Why do we need an AI from the past?
Training an AI model to be “ignorant” of the present might seem strange, but the scientific benefits of this approach are remarkable. The core idea behind vintage models is to study how knowledge evolves and the capacity for prediction. By training Talkie on pre-1931 texts, researchers can test the model’s ability to “predict” the future. For example, could a model trained up to 1911 deduce the General Theory of Relativity discovered by Einstein in 1915?

Furthermore, modern models suffer from what is called “contamination,” where they have already seen test questions or programming solutions while being trained on the web. Vintage models are inherently free from this contamination; they have never seen a single line of Python code because it didn’t exist back then. Yet, experiments have shown that the Talkie model can learn programming just by being given a few examples in the context of a conversation, proving the AI’s ability to generalize and reason logically rather than just memorizing.
Talkie 13B: A digital time machine
Talkie is considered the largest vintage language model currently available, having been trained on 260 billion tokens of historical English texts, including books, newspapers, scientific journals, and patents. The result is an amazing conversation partner; it can write Gothic horror stories in the style of the 19th century, or describe the impressions of a traveler visiting Cairo for the first time in the Victorian era using poetic language we no longer use today.

What is exciting is that this model does not follow instructions based on modern “chat” data; rather, it was fine-tuned using old etiquette books, letter-writing guides from the turn of the 20th century, and classic cookbooks. This makes it reflect the culture and values of the era it represents, with all its linguistic and social characteristics, making it an invaluable tool for historians, sociologists, and writers seeking historical authenticity in texts.
Training challenges: From poor text quality to ‘temporal leakage’
Building a model that lives in 1930 is not as easy as it seems. One of the biggest challenges is data quality; since the texts were not digital, they had to be converted using Optical Character Recognition (OCR) techniques. The problem is that these techniques often make significant errors in reading old fonts, which reduces the model’s learning efficiency. Researchers found that models trained on human-digitized texts significantly outperform those relying on traditional OCR, which is pushing them to develop OCR systems specifically for historical documents.

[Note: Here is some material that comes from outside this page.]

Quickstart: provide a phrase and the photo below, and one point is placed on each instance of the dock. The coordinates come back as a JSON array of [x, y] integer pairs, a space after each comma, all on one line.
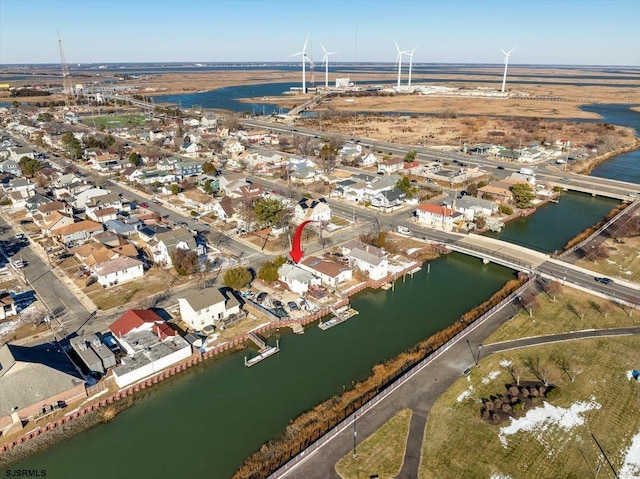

The other challenge is “temporal leakage”; sometimes modern texts sneak into the database, such as an introduction written by an editor in 2020 for a book published in 1920. This caused early versions of the model to know—to the researchers’ surprise—about Roosevelt’s presidency that began in 1933 or even about World War II. Therefore, the team is currently working on developing advanced filters to ensure that Talkie remains—technically—a prisoner of its golden age before the 1930s.